Time was, when I was a girl growing up in the middle of nowhere just the other side of Axminster, that you could see wild primroses growing everywhere in the banks and hedges. I remember picking (shock, horror!!) posies for the ladies to take home on Mothering Sunday from our Church. Thankfully, this tradition continues but with flowers from gardens not the wild. Mothering Sunday is always the fourth Sunday of Lent. Traditionally, it was a day when children, mainly daughters, who had gone to work as domestic servants were given a day off to visit their mother and family. It was also the day to visit your ‘mother church’, being the one where you were baptised, and to honour your birth mother as well. It has always been one of my favourite festivals of the year, as, to me, it is a real herald of Spring and hope. This year Mothering Sunday falls on 11th March, so if you would like to pamper your Mama by bringing her to lunch that day we will be offering Roast Turkey with all the trimmings, and Apple Crumble or Fruit Salad for £10.95. Booking is essential by the previous Thursday. We will also have in stock the new season, award-winning, Streptocarpus from Dibley’s Nursery. Having seen the catalogue, there are several new varieties and colours this year, and they would make an ideal gift to surprise a loved one.

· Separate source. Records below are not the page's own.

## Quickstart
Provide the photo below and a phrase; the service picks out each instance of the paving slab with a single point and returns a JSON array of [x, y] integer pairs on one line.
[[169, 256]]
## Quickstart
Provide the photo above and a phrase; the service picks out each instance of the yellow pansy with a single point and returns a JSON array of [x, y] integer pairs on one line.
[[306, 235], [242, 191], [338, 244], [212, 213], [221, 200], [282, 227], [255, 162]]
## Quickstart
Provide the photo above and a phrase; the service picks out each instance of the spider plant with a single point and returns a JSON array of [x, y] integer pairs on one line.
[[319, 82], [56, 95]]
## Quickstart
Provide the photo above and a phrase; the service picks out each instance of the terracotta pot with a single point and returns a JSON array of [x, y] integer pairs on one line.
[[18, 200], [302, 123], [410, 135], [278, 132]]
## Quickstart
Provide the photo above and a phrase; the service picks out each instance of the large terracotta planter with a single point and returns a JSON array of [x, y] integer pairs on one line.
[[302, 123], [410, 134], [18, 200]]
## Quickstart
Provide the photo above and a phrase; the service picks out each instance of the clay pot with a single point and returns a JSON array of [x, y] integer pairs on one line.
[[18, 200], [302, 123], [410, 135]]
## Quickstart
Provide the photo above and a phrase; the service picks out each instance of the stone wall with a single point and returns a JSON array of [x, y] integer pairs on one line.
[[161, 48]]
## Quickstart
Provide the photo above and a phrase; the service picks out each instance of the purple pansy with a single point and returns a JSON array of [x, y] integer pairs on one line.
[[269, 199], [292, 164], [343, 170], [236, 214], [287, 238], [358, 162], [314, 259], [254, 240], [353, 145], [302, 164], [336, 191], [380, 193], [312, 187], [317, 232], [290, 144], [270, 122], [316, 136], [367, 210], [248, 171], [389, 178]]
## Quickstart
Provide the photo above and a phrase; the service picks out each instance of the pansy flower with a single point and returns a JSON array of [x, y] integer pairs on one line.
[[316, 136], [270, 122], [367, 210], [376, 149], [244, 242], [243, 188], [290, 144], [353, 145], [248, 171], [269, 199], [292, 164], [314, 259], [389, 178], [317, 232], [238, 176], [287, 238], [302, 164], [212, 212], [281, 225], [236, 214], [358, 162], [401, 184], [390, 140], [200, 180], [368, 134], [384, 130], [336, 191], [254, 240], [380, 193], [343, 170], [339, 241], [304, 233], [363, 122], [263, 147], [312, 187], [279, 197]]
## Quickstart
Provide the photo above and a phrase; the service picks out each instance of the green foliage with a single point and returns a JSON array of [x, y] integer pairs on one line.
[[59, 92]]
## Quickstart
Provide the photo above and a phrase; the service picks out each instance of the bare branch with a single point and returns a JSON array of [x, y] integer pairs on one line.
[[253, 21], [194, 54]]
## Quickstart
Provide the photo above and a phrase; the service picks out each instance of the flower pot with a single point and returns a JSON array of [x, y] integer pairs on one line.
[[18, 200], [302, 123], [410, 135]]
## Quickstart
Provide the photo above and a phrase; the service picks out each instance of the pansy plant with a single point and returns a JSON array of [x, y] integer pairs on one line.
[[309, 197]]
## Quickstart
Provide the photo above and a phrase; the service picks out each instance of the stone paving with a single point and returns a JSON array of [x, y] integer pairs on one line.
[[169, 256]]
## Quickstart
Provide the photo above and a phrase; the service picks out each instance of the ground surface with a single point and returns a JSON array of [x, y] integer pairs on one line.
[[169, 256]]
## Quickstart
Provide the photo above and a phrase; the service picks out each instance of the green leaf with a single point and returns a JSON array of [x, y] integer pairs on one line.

Our Roast in April will be on Sunday 1st which is also Easter Sunday so we will be traditional and have Roast Lamb followed by Golden Egg Chocolate Tart!

I am hoping that the weather is improving by the time you read this, so here are a few jobs that we can get on with in the garden this month … however, if your lawn is still squelchy, try not to walk on it to much as the ground will get compacted and the grass will struggle to grow.

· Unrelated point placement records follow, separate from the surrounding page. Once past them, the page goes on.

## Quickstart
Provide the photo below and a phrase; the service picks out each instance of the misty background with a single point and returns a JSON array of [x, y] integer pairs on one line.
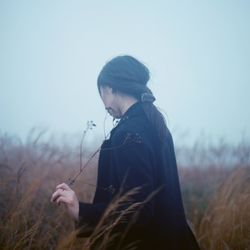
[[198, 52]]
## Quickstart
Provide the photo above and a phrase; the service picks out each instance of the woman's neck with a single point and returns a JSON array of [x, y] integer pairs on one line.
[[127, 103]]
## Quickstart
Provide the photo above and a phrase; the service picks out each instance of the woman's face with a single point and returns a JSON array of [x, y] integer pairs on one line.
[[111, 101]]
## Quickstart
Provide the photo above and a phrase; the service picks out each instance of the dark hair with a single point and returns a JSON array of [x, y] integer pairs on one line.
[[127, 75]]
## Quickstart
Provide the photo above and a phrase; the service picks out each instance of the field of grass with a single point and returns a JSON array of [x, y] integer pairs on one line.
[[215, 183]]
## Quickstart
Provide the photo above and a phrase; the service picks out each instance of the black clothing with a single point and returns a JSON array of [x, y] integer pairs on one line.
[[134, 157]]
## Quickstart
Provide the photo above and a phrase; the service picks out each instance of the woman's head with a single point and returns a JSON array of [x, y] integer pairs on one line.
[[126, 75], [125, 78]]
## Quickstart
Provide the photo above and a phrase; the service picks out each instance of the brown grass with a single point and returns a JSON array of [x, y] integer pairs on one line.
[[216, 197]]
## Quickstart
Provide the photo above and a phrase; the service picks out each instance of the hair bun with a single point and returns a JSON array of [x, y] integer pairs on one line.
[[147, 97]]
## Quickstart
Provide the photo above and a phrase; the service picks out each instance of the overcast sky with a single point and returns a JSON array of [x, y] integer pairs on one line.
[[197, 51]]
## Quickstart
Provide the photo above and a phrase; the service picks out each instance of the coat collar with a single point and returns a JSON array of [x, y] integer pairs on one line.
[[134, 110]]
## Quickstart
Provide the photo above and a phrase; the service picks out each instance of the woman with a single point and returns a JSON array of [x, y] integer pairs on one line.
[[138, 156]]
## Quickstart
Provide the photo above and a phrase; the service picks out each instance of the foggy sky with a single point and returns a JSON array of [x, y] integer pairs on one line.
[[197, 51]]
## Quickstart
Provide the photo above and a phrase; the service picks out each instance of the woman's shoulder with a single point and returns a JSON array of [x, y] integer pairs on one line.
[[137, 129]]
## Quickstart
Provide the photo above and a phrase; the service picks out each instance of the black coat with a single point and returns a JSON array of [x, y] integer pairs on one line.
[[134, 157]]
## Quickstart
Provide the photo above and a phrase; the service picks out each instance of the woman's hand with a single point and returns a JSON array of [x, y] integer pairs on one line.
[[64, 194]]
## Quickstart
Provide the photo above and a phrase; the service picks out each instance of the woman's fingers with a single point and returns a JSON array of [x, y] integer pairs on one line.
[[63, 186], [62, 199], [67, 196]]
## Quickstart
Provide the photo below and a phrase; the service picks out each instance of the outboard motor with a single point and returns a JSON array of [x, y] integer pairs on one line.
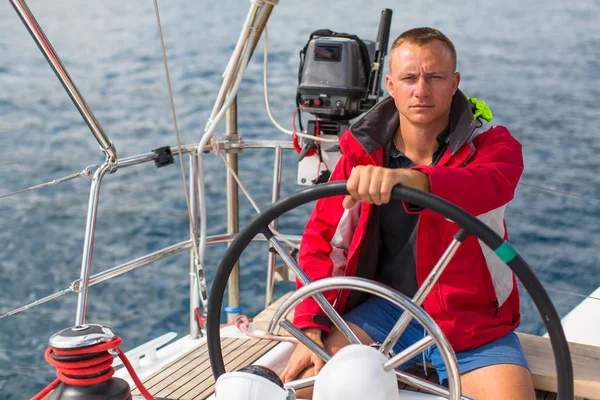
[[339, 78], [254, 382]]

And finally, a reminder that our knife sharpener will be in the shop on 7th March, and 4th April. Please leave your tools with us by the previous day.


  • Mulch bare soil in borders and beds using composted bark or your own from the compost heap. Or shred the trimmings from shrubs etc and use this.
  • Move evergreen shrubs if required. Try to take as big a root ball as possible, and ensure that it doesn’t dry out by wrapping in an old bag (the ones multipurpose compost comes in are perfect).
  • Reseed bare patches on the lawn. Placing sprigs of holly over the top will deter cats from doing what they do naturally!
  • Mow lawns regularly (only if the ground is not saturated!)
  • Retrieve pumps from store and put them in the pond.
  • Prune bush and shrub roses.
  • Prune shrubs with colourful winter stems. Shred and add to your compost heap.
  • Renovate climbers and plant new ones. Check that any wire and fixings are solid after the winter onslaught.
  • Lift and divide overgrown clumps of perennials. Use two forks back to back to separate. Add compost or a handful of horse manure when replanting to get them going well.
  • Split polyanthus after flowering.
  • Plant summer-flowering bulbs. We have bulb fibre and some fabulous bulbs in stock now.
  • Sow hardy annuals where they are to flower. Mix fine seeds with a little sand to get an even sowing.
  • Sow sweet peas outdoors or plant out young plants.
  • Pinch out tips of young sweet peas to encourage sideshoots.
  • Water indoor plants regularly, now the weather is warmer. Start to feed, but gently at first.
  • Protect young, tender plants from slugs. We have a variety of methods available in the Shop, both organic and chemical.
  • Cut down old growth left over the winter.
  • Sow vegetables outside. Consider covering with fleece if very cold though.
  • Plant early potatoes.


  • Finish planting bare-root trees and shrubs, and new fruit trees and bushes.
  • Plant snowdrops and winter aconites. Please ensure these come from a reliable source and not the wild.


  • Put stakes and other plant supports in before the new growth really needs them.